When parallelism in processors was first introduced, marketers explained it as “just like having two processors on one chip.” Few statements could have been more false. Whenever you delegate a job to a group, the first problem appears to be dividing up the responsibilities. In practice, this ends up being the second problem; the real first problem becomes “making sure everyone’s on the same page.”
Chip architects describe this problem with, literally, the same words. The “same page” in the context of processors is the cache — the batch of high-speed memory that copies pages of lower-speed DRAM. Intel processors tend to include shared caches, but at the lowest level, each core has its own. As with any multi-user database, the trick is to enable every user to see the most current and accurate copy of the data; if one user changes the data, that change has to eventually be reflected in every other user’s view of it.
Cache incoherence
There are plenty of mechanisms for achieving this level of accuracy with processor cores, for what’s called cache coherence. The problem with most of them is that, when the size of your core stack grows, the complexity of each mechanism increases. Soon, whatever time was saved by having caches in the first place is more than usurped by time spent keeping the caches in order, and the more cores you have, the slower the processor becomes.
Researchers at the Massachusetts Institute of Technology (MIT) are attacking this problem by applying a kind of Internet-style architecture to a network of cores: one where messages from one cache are broadcast in the general direction of all the others, and routers of a sort direct those messages where they need to go.
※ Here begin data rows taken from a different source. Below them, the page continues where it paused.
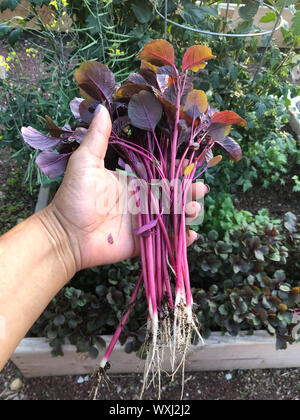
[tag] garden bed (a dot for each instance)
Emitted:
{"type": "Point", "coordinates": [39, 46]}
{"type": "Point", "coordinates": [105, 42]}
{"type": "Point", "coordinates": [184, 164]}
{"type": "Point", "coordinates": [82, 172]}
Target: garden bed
{"type": "Point", "coordinates": [220, 352]}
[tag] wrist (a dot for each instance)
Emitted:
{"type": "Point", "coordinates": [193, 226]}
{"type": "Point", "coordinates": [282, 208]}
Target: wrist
{"type": "Point", "coordinates": [62, 243]}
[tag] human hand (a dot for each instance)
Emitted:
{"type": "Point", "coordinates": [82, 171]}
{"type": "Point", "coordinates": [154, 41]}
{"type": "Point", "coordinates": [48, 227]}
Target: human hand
{"type": "Point", "coordinates": [86, 205]}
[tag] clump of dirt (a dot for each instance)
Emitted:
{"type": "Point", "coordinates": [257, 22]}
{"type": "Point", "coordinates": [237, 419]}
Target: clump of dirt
{"type": "Point", "coordinates": [276, 384]}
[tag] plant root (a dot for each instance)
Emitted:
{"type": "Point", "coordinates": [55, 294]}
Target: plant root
{"type": "Point", "coordinates": [99, 377]}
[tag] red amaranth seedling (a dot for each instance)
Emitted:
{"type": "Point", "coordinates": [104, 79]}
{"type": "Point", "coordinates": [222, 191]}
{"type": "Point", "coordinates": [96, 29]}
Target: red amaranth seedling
{"type": "Point", "coordinates": [164, 132]}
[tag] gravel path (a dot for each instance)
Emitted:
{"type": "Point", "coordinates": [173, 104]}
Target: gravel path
{"type": "Point", "coordinates": [277, 384]}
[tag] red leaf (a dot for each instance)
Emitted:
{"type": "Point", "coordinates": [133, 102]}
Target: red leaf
{"type": "Point", "coordinates": [144, 110]}
{"type": "Point", "coordinates": [196, 99]}
{"type": "Point", "coordinates": [127, 91]}
{"type": "Point", "coordinates": [195, 58]}
{"type": "Point", "coordinates": [95, 80]}
{"type": "Point", "coordinates": [227, 117]}
{"type": "Point", "coordinates": [158, 53]}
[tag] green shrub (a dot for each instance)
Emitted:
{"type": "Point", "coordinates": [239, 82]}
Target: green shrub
{"type": "Point", "coordinates": [245, 279]}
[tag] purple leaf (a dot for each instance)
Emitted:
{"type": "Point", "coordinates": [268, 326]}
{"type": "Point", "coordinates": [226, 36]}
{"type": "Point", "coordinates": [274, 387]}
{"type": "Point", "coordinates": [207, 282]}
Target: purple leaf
{"type": "Point", "coordinates": [168, 70]}
{"type": "Point", "coordinates": [136, 78]}
{"type": "Point", "coordinates": [150, 77]}
{"type": "Point", "coordinates": [78, 135]}
{"type": "Point", "coordinates": [86, 111]}
{"type": "Point", "coordinates": [144, 230]}
{"type": "Point", "coordinates": [119, 124]}
{"type": "Point", "coordinates": [163, 82]}
{"type": "Point", "coordinates": [74, 106]}
{"type": "Point", "coordinates": [38, 140]}
{"type": "Point", "coordinates": [110, 239]}
{"type": "Point", "coordinates": [52, 164]}
{"type": "Point", "coordinates": [219, 131]}
{"type": "Point", "coordinates": [144, 110]}
{"type": "Point", "coordinates": [170, 95]}
{"type": "Point", "coordinates": [96, 80]}
{"type": "Point", "coordinates": [232, 148]}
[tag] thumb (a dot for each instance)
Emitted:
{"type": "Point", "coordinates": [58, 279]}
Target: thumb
{"type": "Point", "coordinates": [96, 139]}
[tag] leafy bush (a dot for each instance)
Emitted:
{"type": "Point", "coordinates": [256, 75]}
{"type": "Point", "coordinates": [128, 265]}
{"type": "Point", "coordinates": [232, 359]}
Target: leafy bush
{"type": "Point", "coordinates": [245, 279]}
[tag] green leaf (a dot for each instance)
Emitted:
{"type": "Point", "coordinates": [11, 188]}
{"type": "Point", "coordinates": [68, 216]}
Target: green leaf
{"type": "Point", "coordinates": [223, 311]}
{"type": "Point", "coordinates": [248, 11]}
{"type": "Point", "coordinates": [295, 28]}
{"type": "Point", "coordinates": [93, 353]}
{"type": "Point", "coordinates": [14, 36]}
{"type": "Point", "coordinates": [9, 4]}
{"type": "Point", "coordinates": [259, 255]}
{"type": "Point", "coordinates": [142, 10]}
{"type": "Point", "coordinates": [59, 320]}
{"type": "Point", "coordinates": [269, 17]}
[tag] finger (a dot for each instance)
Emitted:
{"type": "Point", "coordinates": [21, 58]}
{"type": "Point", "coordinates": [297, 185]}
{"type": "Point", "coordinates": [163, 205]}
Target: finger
{"type": "Point", "coordinates": [199, 190]}
{"type": "Point", "coordinates": [96, 140]}
{"type": "Point", "coordinates": [192, 209]}
{"type": "Point", "coordinates": [191, 237]}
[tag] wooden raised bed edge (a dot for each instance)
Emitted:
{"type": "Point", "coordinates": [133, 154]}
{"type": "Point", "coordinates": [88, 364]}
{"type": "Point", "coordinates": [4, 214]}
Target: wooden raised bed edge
{"type": "Point", "coordinates": [257, 351]}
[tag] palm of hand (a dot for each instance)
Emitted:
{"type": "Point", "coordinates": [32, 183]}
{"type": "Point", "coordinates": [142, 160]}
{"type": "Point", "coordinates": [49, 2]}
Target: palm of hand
{"type": "Point", "coordinates": [89, 203]}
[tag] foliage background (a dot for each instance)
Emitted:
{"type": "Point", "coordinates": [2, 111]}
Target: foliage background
{"type": "Point", "coordinates": [243, 266]}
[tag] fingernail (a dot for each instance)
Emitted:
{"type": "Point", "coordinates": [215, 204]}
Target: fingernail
{"type": "Point", "coordinates": [207, 188]}
{"type": "Point", "coordinates": [98, 109]}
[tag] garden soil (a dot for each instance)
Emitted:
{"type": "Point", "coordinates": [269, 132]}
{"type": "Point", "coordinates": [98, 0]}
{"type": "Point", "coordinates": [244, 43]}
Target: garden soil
{"type": "Point", "coordinates": [277, 384]}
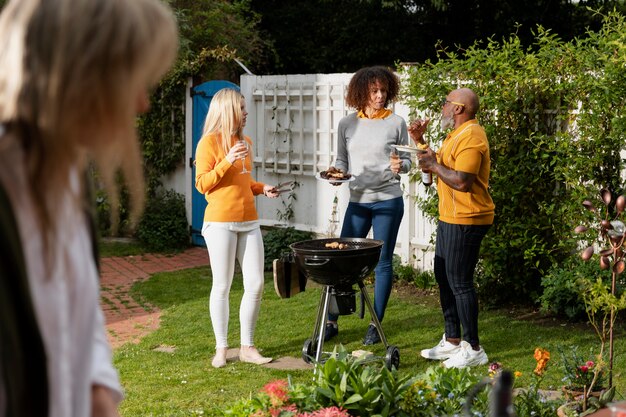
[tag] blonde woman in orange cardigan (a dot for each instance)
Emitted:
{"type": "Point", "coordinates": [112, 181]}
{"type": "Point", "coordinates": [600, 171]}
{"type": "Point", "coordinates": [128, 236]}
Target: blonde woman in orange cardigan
{"type": "Point", "coordinates": [231, 228]}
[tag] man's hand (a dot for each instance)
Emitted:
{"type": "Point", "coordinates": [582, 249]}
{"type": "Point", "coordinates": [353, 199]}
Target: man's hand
{"type": "Point", "coordinates": [417, 128]}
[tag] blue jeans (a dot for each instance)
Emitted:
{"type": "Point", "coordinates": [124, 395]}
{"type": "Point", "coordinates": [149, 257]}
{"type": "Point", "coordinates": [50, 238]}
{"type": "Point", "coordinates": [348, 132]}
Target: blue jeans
{"type": "Point", "coordinates": [385, 217]}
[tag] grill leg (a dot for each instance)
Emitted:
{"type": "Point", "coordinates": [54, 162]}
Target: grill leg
{"type": "Point", "coordinates": [321, 322]}
{"type": "Point", "coordinates": [368, 303]}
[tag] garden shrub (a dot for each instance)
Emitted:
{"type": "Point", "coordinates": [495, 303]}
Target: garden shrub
{"type": "Point", "coordinates": [347, 386]}
{"type": "Point", "coordinates": [554, 118]}
{"type": "Point", "coordinates": [277, 240]}
{"type": "Point", "coordinates": [164, 226]}
{"type": "Point", "coordinates": [562, 287]}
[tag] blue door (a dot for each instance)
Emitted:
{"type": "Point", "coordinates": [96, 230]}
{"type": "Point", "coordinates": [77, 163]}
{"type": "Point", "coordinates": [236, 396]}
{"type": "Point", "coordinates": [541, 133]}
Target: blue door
{"type": "Point", "coordinates": [201, 95]}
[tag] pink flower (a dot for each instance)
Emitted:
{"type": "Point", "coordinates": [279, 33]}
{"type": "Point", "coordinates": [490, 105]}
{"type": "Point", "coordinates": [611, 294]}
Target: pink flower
{"type": "Point", "coordinates": [277, 390]}
{"type": "Point", "coordinates": [495, 367]}
{"type": "Point", "coordinates": [275, 412]}
{"type": "Point", "coordinates": [330, 412]}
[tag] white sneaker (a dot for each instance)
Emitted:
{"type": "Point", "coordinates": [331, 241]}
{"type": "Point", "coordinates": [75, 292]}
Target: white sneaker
{"type": "Point", "coordinates": [443, 350]}
{"type": "Point", "coordinates": [466, 356]}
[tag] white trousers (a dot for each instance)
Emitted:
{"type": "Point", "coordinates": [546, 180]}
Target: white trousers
{"type": "Point", "coordinates": [225, 243]}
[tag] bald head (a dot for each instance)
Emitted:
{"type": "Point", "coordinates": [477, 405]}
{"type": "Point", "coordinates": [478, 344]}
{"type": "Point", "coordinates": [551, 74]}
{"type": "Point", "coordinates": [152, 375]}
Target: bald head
{"type": "Point", "coordinates": [467, 97]}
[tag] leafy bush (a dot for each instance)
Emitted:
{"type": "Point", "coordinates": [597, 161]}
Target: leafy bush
{"type": "Point", "coordinates": [442, 391]}
{"type": "Point", "coordinates": [580, 369]}
{"type": "Point", "coordinates": [277, 241]}
{"type": "Point", "coordinates": [562, 287]}
{"type": "Point", "coordinates": [344, 386]}
{"type": "Point", "coordinates": [164, 226]}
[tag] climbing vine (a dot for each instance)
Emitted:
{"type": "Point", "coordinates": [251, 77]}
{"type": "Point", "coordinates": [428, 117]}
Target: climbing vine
{"type": "Point", "coordinates": [162, 129]}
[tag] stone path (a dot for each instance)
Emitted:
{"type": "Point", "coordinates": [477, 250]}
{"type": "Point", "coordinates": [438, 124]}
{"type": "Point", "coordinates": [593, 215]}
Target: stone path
{"type": "Point", "coordinates": [126, 320]}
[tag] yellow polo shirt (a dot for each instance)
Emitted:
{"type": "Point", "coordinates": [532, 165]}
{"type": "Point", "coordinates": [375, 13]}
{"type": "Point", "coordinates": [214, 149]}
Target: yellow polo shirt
{"type": "Point", "coordinates": [466, 149]}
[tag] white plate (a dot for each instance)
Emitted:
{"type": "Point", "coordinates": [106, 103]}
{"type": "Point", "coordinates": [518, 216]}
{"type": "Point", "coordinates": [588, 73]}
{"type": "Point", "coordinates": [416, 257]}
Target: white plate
{"type": "Point", "coordinates": [411, 149]}
{"type": "Point", "coordinates": [319, 177]}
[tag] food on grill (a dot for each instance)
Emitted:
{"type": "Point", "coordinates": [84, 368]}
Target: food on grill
{"type": "Point", "coordinates": [336, 245]}
{"type": "Point", "coordinates": [333, 173]}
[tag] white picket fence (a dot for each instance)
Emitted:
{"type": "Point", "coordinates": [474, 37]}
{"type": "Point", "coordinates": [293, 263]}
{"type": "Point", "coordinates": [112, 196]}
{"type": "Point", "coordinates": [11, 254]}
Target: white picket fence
{"type": "Point", "coordinates": [293, 122]}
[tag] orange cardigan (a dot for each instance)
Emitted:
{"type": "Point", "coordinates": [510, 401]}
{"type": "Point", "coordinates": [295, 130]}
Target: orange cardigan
{"type": "Point", "coordinates": [229, 194]}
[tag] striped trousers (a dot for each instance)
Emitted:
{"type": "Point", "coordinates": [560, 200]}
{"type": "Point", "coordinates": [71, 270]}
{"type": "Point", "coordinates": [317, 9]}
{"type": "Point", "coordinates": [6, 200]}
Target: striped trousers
{"type": "Point", "coordinates": [456, 254]}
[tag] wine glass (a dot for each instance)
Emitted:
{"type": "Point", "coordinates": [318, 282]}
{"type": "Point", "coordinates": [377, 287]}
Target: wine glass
{"type": "Point", "coordinates": [394, 155]}
{"type": "Point", "coordinates": [243, 159]}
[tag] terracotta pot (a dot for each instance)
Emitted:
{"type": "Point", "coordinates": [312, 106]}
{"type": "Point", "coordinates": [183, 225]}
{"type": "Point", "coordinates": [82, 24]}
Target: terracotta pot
{"type": "Point", "coordinates": [560, 412]}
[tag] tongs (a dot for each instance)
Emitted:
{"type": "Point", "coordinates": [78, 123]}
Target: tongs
{"type": "Point", "coordinates": [284, 187]}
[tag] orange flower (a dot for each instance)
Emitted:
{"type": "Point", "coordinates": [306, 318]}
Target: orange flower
{"type": "Point", "coordinates": [542, 357]}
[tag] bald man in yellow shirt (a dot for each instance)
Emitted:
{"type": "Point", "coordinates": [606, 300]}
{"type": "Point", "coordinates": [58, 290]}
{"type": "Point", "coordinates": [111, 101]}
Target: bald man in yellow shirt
{"type": "Point", "coordinates": [466, 212]}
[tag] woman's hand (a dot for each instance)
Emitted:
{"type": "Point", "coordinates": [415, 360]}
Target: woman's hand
{"type": "Point", "coordinates": [270, 191]}
{"type": "Point", "coordinates": [395, 164]}
{"type": "Point", "coordinates": [102, 402]}
{"type": "Point", "coordinates": [427, 160]}
{"type": "Point", "coordinates": [237, 151]}
{"type": "Point", "coordinates": [417, 128]}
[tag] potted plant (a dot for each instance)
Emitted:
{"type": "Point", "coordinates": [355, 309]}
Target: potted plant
{"type": "Point", "coordinates": [582, 375]}
{"type": "Point", "coordinates": [603, 302]}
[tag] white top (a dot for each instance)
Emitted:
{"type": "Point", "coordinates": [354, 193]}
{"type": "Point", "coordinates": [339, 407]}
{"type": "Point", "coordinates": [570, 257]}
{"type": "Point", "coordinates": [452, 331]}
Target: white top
{"type": "Point", "coordinates": [66, 298]}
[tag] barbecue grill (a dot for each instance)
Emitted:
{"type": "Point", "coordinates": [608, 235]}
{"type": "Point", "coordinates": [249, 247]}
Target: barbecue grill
{"type": "Point", "coordinates": [338, 270]}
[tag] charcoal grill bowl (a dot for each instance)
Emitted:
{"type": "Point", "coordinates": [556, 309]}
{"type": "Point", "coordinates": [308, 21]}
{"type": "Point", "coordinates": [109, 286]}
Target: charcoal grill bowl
{"type": "Point", "coordinates": [337, 267]}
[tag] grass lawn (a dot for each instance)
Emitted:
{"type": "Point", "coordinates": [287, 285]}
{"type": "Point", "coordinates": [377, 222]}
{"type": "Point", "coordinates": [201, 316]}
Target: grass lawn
{"type": "Point", "coordinates": [183, 383]}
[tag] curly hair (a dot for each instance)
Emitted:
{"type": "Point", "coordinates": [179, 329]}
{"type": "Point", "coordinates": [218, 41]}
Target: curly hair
{"type": "Point", "coordinates": [358, 89]}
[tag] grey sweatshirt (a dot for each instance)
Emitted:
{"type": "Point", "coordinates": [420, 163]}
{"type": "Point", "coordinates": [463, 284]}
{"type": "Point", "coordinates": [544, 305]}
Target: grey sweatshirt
{"type": "Point", "coordinates": [363, 150]}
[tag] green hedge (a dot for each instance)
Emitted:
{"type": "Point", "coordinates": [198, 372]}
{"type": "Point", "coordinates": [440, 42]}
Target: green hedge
{"type": "Point", "coordinates": [554, 117]}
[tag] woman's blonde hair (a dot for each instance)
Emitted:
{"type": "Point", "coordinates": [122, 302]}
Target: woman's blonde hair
{"type": "Point", "coordinates": [225, 118]}
{"type": "Point", "coordinates": [71, 75]}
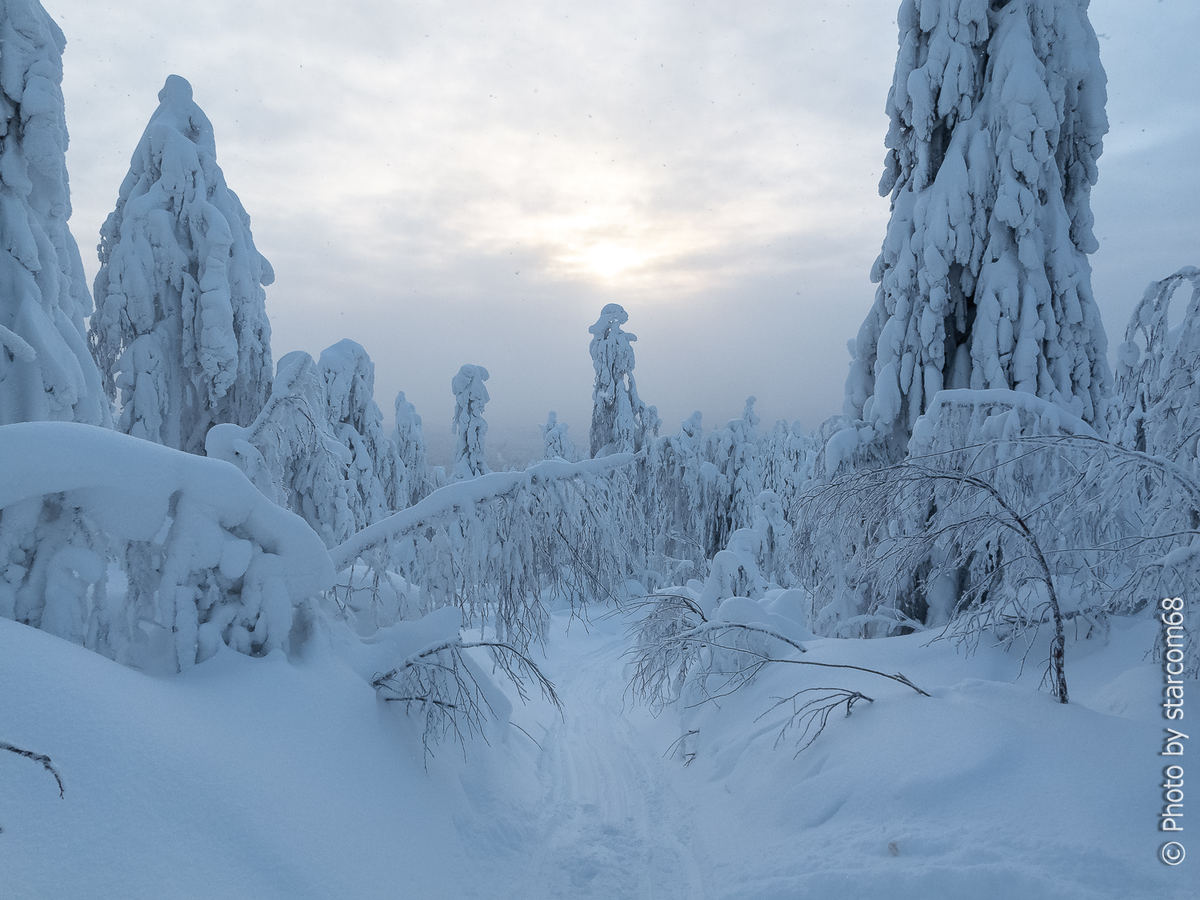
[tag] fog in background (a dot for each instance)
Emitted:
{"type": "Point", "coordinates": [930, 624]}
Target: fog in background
{"type": "Point", "coordinates": [472, 183]}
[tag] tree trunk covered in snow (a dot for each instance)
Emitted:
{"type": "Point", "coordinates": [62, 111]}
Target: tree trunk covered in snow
{"type": "Point", "coordinates": [997, 117]}
{"type": "Point", "coordinates": [180, 329]}
{"type": "Point", "coordinates": [469, 427]}
{"type": "Point", "coordinates": [46, 372]}
{"type": "Point", "coordinates": [621, 421]}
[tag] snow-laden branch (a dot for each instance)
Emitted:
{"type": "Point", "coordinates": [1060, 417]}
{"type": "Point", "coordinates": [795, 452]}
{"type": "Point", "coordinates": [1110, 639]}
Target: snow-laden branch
{"type": "Point", "coordinates": [469, 492]}
{"type": "Point", "coordinates": [207, 557]}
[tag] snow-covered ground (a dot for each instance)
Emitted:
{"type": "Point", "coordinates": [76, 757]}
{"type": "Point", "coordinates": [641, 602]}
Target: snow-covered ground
{"type": "Point", "coordinates": [263, 778]}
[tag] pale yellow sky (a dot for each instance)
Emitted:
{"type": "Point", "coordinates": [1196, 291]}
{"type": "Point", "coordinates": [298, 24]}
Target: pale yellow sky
{"type": "Point", "coordinates": [472, 183]}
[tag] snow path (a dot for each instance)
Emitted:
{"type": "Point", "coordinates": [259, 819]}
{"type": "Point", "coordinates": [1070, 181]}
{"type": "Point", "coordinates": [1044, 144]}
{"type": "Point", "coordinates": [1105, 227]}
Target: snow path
{"type": "Point", "coordinates": [607, 822]}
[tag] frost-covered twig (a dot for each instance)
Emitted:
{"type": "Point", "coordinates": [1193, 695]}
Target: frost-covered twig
{"type": "Point", "coordinates": [445, 687]}
{"type": "Point", "coordinates": [37, 757]}
{"type": "Point", "coordinates": [813, 714]}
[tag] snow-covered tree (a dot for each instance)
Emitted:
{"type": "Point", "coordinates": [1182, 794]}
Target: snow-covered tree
{"type": "Point", "coordinates": [997, 117]}
{"type": "Point", "coordinates": [289, 453]}
{"type": "Point", "coordinates": [621, 421]}
{"type": "Point", "coordinates": [1157, 408]}
{"type": "Point", "coordinates": [46, 372]}
{"type": "Point", "coordinates": [355, 421]}
{"type": "Point", "coordinates": [469, 397]}
{"type": "Point", "coordinates": [180, 329]}
{"type": "Point", "coordinates": [409, 441]}
{"type": "Point", "coordinates": [555, 442]}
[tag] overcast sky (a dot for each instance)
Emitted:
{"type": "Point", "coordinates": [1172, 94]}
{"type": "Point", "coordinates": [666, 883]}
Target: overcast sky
{"type": "Point", "coordinates": [451, 183]}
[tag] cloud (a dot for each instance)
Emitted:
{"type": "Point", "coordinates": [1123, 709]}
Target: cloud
{"type": "Point", "coordinates": [471, 183]}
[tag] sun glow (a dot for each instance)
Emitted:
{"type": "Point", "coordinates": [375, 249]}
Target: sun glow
{"type": "Point", "coordinates": [610, 259]}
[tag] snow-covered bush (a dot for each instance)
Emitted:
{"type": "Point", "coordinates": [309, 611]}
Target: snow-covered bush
{"type": "Point", "coordinates": [621, 421]}
{"type": "Point", "coordinates": [997, 117]}
{"type": "Point", "coordinates": [204, 557]}
{"type": "Point", "coordinates": [291, 455]}
{"type": "Point", "coordinates": [180, 330]}
{"type": "Point", "coordinates": [469, 399]}
{"type": "Point", "coordinates": [409, 441]}
{"type": "Point", "coordinates": [555, 443]}
{"type": "Point", "coordinates": [502, 545]}
{"type": "Point", "coordinates": [46, 372]}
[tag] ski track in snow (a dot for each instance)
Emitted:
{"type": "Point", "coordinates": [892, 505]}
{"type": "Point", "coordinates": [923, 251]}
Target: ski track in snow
{"type": "Point", "coordinates": [609, 822]}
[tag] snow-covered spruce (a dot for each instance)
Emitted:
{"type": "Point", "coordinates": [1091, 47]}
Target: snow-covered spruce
{"type": "Point", "coordinates": [291, 454]}
{"type": "Point", "coordinates": [46, 372]}
{"type": "Point", "coordinates": [501, 545]}
{"type": "Point", "coordinates": [621, 421]}
{"type": "Point", "coordinates": [180, 330]}
{"type": "Point", "coordinates": [409, 441]}
{"type": "Point", "coordinates": [556, 445]}
{"type": "Point", "coordinates": [207, 557]}
{"type": "Point", "coordinates": [1157, 407]}
{"type": "Point", "coordinates": [354, 419]}
{"type": "Point", "coordinates": [469, 399]}
{"type": "Point", "coordinates": [997, 117]}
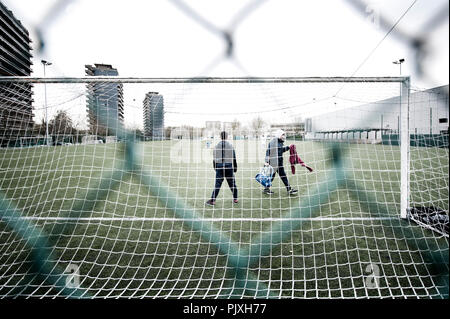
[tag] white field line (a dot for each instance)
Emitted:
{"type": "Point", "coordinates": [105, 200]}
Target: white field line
{"type": "Point", "coordinates": [244, 219]}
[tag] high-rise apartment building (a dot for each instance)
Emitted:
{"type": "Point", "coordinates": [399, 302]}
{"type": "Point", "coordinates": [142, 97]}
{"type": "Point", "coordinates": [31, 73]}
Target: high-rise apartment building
{"type": "Point", "coordinates": [154, 116]}
{"type": "Point", "coordinates": [104, 101]}
{"type": "Point", "coordinates": [16, 110]}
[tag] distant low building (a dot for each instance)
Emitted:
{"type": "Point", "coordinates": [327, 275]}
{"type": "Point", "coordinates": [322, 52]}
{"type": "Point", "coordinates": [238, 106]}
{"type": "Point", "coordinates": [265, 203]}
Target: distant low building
{"type": "Point", "coordinates": [379, 122]}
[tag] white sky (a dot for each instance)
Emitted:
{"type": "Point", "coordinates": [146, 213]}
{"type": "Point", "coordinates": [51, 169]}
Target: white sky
{"type": "Point", "coordinates": [279, 38]}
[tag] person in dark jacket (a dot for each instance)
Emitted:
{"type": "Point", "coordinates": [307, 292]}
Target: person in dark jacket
{"type": "Point", "coordinates": [274, 158]}
{"type": "Point", "coordinates": [225, 166]}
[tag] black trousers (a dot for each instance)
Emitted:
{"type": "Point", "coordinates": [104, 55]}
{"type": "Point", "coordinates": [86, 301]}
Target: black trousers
{"type": "Point", "coordinates": [283, 176]}
{"type": "Point", "coordinates": [224, 171]}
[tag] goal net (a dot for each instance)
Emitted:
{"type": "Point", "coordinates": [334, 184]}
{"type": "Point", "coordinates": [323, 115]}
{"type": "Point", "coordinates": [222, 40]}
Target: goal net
{"type": "Point", "coordinates": [104, 184]}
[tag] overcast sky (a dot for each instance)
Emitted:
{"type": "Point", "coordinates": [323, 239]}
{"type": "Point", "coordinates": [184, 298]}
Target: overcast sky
{"type": "Point", "coordinates": [277, 38]}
If network coherence works for cloud databases of thousands of simultaneous users, maybe it can work for a microchip database of 36.
The name for this new MIT approach at once conjures up memories of Charles Schulz’ “Peanuts” strip and the movie “Dirty Harry:” SCORPIO stands for Snoopy COherent Research Processor with Interconnect Ordering, and core architects are already well-accustomed to the phrase “Snoopy coherence.” It’s actually one of the simpler forms of cache coherence, which experts had actually suggested should be abandoned as the core count continued to rise.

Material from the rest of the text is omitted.